StoryBuilders: Turning Children’s Imagination Into Keepsakes
All photos submitted by Sarah Kowalske.
Cameron Schilling
There is something special about seeing a child flip through a book and suddenly stop on a page because they recognize something: a drawing, a character, a little piece of themselves. That is exactly what StoryBuilders has been creating this year, and it is hard not to be moved by it.
The idea behind the club is one that is as simple as it is meaningful. Members visit local elementary schools where second graders draw original characters. From there, the high schoolers take those drawings and build a story around them, printing the finished product into a real book that gets read aloud to the kids, and that each of them gets to keep. It is part creative writing, part community service, and entirely the kind of thing that reminds you why those things matter.
From a Class Project to Something Much Bigger
StoryBuilders didn’t begin as a club. It began as a final project in Mrs. Kowalske’s AP Language & Composition class in 2024, where a group of ten students worked on a service project after their AP test. Last year, Vihaan Kulkarni and Brody Carlson were part of a team that picked up and continued the project for the same two classrooms at Maple Avenue Elementary School. What happened next made it clear that this was worth continuing well beyond a grade.
After the service project concluded, Kulkarni and Carlson had a vision to make this accessible to all of the second grade classrooms in the Hamilton School District.
"We saw the joy it brought to the kids and were thrilled to have the opportunity again," said Kulkarni.
For Carlson, the response made the next step obvious, "The project was so successful that we saw it fitting to keep it going all year around and expand it to the entire district instead of only two classrooms."
And so the club was born.
A Year of Growth
This year, StoryBuilders has visited Woodside and Marcy Elementary Schools, creating nine original books between the two schools. Five more are planned for Maple, bringing the year’s total to fourteen books across three schools.

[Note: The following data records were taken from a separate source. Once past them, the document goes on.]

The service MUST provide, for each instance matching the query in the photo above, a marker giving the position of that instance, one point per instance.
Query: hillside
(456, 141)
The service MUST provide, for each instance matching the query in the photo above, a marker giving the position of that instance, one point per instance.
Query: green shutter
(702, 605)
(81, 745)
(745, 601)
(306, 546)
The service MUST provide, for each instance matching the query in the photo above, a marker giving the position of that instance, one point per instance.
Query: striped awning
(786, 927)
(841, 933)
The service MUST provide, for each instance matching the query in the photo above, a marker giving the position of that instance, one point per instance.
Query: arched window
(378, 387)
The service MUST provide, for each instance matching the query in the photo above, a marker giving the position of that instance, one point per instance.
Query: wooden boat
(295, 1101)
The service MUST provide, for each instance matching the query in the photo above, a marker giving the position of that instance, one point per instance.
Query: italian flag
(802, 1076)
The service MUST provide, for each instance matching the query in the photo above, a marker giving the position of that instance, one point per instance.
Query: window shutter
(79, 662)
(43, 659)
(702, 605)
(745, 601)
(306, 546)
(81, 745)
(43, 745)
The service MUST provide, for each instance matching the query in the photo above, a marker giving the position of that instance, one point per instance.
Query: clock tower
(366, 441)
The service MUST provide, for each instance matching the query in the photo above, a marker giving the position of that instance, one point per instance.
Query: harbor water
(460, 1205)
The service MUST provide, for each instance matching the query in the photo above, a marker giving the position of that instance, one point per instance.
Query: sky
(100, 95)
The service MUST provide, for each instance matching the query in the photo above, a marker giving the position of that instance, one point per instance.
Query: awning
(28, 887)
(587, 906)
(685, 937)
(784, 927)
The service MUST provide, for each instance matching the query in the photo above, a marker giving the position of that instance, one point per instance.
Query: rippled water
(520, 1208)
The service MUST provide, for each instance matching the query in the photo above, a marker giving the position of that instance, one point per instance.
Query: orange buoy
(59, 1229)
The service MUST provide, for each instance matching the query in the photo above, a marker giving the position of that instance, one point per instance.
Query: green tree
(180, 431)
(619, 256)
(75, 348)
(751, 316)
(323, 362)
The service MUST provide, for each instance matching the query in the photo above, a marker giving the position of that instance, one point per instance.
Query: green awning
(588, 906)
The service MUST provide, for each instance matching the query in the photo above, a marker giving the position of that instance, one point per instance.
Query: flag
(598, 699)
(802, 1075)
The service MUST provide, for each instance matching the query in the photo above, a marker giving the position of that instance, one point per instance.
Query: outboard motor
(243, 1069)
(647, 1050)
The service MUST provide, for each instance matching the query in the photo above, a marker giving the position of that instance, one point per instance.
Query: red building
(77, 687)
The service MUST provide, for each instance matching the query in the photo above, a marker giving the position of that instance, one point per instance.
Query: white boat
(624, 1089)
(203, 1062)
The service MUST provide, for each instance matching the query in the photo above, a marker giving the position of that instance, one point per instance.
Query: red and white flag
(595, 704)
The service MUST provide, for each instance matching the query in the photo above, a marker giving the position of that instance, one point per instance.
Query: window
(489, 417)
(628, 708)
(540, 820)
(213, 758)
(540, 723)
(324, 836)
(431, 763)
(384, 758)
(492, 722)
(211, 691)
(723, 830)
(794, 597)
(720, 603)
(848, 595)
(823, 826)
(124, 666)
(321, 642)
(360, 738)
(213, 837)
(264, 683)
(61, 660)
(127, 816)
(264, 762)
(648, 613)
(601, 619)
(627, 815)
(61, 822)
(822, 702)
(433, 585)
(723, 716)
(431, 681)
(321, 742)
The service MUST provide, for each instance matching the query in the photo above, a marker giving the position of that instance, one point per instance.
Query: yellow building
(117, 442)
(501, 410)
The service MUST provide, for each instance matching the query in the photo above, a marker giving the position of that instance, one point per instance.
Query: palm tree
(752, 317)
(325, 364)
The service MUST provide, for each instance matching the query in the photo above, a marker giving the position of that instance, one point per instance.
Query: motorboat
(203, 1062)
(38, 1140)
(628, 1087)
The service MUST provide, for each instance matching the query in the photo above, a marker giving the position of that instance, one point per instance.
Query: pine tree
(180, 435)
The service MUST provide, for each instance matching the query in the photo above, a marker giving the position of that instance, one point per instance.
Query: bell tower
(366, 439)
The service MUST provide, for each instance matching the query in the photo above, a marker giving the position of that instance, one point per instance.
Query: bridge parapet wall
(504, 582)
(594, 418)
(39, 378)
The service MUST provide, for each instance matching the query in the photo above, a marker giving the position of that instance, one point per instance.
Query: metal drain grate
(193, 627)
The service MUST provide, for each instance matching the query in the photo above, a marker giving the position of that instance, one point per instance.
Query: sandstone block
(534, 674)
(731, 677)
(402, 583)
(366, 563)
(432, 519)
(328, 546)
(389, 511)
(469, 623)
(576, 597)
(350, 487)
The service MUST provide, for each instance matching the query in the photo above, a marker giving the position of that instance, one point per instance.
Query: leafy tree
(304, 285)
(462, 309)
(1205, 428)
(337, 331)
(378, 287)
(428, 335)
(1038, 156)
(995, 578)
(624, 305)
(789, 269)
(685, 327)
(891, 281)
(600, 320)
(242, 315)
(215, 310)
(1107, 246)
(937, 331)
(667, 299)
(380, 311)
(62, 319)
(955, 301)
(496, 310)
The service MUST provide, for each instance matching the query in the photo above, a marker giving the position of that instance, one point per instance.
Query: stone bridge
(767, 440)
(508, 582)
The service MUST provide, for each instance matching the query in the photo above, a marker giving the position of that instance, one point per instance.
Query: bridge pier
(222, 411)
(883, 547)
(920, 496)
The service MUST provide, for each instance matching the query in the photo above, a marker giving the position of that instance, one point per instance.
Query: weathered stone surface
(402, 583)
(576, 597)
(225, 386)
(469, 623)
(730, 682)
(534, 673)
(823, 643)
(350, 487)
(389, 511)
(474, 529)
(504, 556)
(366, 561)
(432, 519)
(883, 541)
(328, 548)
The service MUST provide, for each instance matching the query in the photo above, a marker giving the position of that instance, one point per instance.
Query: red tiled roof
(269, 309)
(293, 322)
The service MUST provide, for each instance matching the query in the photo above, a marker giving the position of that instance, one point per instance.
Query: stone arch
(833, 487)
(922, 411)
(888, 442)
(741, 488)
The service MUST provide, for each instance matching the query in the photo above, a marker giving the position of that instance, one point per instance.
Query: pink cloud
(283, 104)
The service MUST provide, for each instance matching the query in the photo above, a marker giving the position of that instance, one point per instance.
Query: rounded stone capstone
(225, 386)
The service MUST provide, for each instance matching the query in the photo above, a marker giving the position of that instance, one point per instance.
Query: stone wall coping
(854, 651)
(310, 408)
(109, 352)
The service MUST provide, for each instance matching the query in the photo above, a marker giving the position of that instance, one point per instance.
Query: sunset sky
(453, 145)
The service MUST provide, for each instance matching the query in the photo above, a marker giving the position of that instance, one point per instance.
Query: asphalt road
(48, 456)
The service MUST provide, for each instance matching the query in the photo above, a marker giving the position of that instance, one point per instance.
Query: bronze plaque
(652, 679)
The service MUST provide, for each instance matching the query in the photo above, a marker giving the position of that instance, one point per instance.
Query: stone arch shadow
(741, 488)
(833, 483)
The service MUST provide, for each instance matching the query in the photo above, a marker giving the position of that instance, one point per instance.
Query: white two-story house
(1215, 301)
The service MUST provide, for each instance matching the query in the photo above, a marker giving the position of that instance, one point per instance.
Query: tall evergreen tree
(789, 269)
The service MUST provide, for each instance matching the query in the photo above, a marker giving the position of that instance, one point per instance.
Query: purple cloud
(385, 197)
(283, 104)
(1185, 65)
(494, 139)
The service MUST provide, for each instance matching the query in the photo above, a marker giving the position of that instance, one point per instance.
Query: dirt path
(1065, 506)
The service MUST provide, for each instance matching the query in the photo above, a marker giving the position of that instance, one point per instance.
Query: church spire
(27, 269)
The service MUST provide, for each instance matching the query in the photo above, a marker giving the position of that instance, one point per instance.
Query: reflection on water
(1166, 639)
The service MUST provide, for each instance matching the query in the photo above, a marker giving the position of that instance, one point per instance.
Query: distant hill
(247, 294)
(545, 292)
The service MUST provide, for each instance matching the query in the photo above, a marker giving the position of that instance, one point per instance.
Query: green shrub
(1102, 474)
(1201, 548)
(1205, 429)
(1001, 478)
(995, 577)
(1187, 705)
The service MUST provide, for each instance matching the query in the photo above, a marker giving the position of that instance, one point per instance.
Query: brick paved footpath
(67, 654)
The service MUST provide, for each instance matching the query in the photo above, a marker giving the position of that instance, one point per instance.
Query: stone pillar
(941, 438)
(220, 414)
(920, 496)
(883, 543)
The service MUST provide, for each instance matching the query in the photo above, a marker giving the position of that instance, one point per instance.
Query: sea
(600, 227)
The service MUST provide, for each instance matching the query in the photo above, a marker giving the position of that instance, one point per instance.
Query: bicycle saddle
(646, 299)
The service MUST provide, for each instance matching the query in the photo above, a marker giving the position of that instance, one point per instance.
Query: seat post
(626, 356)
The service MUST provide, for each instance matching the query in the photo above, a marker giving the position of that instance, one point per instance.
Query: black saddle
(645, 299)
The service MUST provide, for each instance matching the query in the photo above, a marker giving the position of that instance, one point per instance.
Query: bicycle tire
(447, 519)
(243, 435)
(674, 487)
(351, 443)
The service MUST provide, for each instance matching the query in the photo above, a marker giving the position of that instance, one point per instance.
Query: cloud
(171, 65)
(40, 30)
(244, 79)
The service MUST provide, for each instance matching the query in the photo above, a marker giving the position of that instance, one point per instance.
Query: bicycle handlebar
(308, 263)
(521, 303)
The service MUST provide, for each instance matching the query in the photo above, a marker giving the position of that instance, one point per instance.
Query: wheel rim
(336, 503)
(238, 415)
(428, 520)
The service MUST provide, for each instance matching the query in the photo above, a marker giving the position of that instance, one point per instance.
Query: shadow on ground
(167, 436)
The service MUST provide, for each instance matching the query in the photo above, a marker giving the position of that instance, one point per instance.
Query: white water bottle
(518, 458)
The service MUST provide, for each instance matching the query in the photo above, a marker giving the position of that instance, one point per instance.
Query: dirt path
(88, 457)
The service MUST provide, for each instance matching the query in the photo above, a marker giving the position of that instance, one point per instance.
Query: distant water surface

Getting there has come with real challenges. Printing 25 copies of a book that runs anywhere from 18 to 30 pages puts strain on school resources, and coordinating the schedules of students, teachers, and multiple schools is no simple task. “Time management has been a challenge as members finish books at different times,” Kulkarni noted, but the club has worked through it, and the results have made it worth every bit of the effort.
The Moment That Makes It All Worth It
If you ask any member of StoryBuilders what keeps them coming back, the answer is almost always the same, the kids.
"My favorite part is reading the book to the kids and them getting excited about seeing their characters," said member Jack Fischer.
Evan Wagner described one reaction that has stayed with him: "One of my favorite times, a kid saw his character and screamed, 'My character is evil! Yes!' and then came to hug me." It is the kind of moment you can’t forget.
The books have also taken on a life of their own in the classroom, complete with recurring jokes that send the kids into a frenzy every time. Ryan Dahms recalled a quieter student whose entire demeanor changed the moment he found his drawing, "When he saw his skateboarder in the book, his face lit up and as soon as he got the book, he flipped to the page his character was on and made sure everyone saw it."
For Mollie Westfahl, it goes beyond the excitement of the moment, “I want to show them that their creativity doesn't go to waste," she said.
Mich Urban put it simply, "When we tell them that they get to keep the book after we're done reading, they always light up."
The characters the kids create have become some of the club’s most beloved memories: a skateboarder from Woodside, a banana-themed dinosaur named Bananasaurus Rex, a dinosaur french fry alien, and a shark villain named Grr Face a Gogo.
What Comes Next
As Kulkarni and Carlson prepare to head to college, their focus has shifted toward making sure what they built keeps going without them. Leadership applications have gone out to current members who have been helping throughout the year, and a new group of leaders will be selected soon.
"We hope the club will be able to create books for all elementary second graders in the district next year," said Kulkarni.
Carlson added that the goal is to "create a strong base for reaching all four elementary schools."
For a club that started as a single class assignment, StoryBuilders has already made a real impact—fourteen books, hundreds of kids, and a reminder that when you hand a child something that they helped make, something unforgettable happens. StoryBuilders is making sure that keeps happening.